Première rétrospective dédiée au collectif canadien General Idea,
"Haute Culture : General Idea" propose, à travers une sélection de
près de 300 oeuvres, une vision globale et dynamique de
son travail, sur lequel plane l’ombre de Miss General Idea,
personnage fictif qui fut à la fois muse et objet, image et concept.
Fondé en 1969 à Toronto par, Felix Partz, Jorge Zontal – tous
deux décédés en 1994 - et AA Bronson, le collectif se dote d’un
nom générique lui permettant de se "libérer de la tyrannie du
génie individuel". Il élabore une oeuvre complexe où
s’entremêlent réel et fiction au service d’une relecture mordante,
transgressive et souvent parodique du monde de l’art et de la
société.
General Idea part d’une conception de l’image vue tel un virus
infiltrant le réel, s’en empare afin de l’habiter et d’en modifier le
contenu. Il élabore ainsi une version alternative de la réalité.
Le parcours non chronologique de l’exposition traverse les
principales interrogations du trio.
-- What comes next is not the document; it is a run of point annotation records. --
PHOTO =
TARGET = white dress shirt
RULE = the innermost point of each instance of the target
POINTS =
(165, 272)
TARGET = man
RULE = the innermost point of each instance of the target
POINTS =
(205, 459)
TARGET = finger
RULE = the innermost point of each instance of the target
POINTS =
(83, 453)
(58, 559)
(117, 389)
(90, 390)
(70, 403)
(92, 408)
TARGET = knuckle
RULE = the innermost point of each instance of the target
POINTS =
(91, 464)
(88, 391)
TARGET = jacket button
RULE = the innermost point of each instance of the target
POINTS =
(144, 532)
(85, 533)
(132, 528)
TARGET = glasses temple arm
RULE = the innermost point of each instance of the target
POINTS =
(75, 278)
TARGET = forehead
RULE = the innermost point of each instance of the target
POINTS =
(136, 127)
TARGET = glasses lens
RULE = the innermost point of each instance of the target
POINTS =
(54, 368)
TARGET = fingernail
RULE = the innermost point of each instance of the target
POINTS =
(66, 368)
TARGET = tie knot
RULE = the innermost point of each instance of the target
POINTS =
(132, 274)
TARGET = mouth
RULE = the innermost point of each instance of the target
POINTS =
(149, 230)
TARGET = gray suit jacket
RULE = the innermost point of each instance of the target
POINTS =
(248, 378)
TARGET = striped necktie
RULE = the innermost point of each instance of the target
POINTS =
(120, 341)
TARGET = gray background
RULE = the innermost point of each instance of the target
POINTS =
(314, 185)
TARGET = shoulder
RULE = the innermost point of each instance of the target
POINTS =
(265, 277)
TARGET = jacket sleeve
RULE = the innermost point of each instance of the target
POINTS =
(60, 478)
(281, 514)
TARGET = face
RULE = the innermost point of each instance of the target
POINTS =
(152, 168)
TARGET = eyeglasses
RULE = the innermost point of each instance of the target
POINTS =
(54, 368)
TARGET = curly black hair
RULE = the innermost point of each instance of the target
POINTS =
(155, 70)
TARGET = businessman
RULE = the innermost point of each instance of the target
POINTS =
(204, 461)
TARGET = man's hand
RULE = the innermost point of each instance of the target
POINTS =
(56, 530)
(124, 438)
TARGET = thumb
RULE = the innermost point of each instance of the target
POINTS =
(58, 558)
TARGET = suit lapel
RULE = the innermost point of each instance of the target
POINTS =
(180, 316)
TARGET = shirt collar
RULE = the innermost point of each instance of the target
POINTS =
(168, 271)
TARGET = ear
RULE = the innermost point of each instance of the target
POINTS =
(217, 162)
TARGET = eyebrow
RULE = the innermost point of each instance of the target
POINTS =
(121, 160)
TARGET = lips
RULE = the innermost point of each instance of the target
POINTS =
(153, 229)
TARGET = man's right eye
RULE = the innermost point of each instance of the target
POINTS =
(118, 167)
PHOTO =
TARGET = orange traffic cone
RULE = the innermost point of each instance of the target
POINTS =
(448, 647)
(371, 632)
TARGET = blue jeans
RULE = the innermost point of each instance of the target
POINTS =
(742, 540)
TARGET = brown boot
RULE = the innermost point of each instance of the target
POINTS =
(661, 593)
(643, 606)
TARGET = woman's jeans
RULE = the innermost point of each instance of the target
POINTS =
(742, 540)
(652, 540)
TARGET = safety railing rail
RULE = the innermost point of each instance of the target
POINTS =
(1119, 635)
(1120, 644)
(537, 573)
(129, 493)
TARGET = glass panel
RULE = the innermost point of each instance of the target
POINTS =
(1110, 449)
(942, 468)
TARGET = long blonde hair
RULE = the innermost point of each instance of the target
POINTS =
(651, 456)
Des thèmes tels que l’artiste et
le processus créatif, le glamour comme outil de création, les liens
entre médias et culture de masse, l’architecture et l’archéologie
sont ainsi abordés. La sexualité, considérée comme symbole
d’une organisation sociale à subvertir et le sida, à travers le
tentaculaire et emblématique projet AIDS, sont également
envisagés.
Entre peintures et installations, sculptures et photographies,
vidéos, magazines et programme télévisé, l’exposition explore le
caractère multimédia d’une oeuvre qui n’a rien perdu de sa
fraîcheur et apparaît rétrospectivement comme anticipatrice de
certaines évolutions du monde de l’art actuel, visionnaire d’une
société en pleine mutation.
Commissaires de l’exposition : Frédéric Bonnet et Odile Burluraux.
Parcours de l’exposition
En introduction à l’exposition, dans la vidéo Test Tube, la palette colorée de l’artiste est
assimilée aux couleurs de la mire télévisée. Cette oeuvre insiste sur la conception de l’image
selon General Idea, tandis que le Colour Bar Lounge traite de l’ambiguïté de l’image, et des
préoccupations sociales que sa diffusion induit. Se référant à des cocktails, au sens propre
comme au sens figuré, ces deux oeuvres constituent également une invitation à effectuer des
mélanges culturels, et à considérer l’altérité comme un apport et non comme une menace. XXX
bleu, simulacre de peinture gestuelle, entre hommage et irrévérence, rappelle les
performances d’Yves Klein.
Dès ses premiers travaux, General Idea s’interroge sur la création à travers un certain nombre
d’oeuvres conceptuelles. Par exemple, dans la performance Canvas Weaving, Felix Partz tisse
une toile qui ne sera jamais utilisée, faisant référence aux supports traditionnels du peintre. Ils
développent également une pratique de Mail art (art postal), en envoyant à leurs
connaissances de petites cartes souvent composées d’une image, ou quelques phrases
induisant à exécuter une action.
General Idea fait de la fiction un ressort permanent de son oeuvre. En 1971, le collectif crée un
personnage mythique qui deviendra leur muse, métaphore de l’oeuvre et de l’idée. Ils décident
qu’en 1984, soit treize ans plus tard, Miss General Idea sera révélée au public au cours d’un
concours de beauté. En attendant, deux autres Miss General Idea sont couronnées en 1970 et
1971 (The 1970 et 1971 Miss General Idea Pageant).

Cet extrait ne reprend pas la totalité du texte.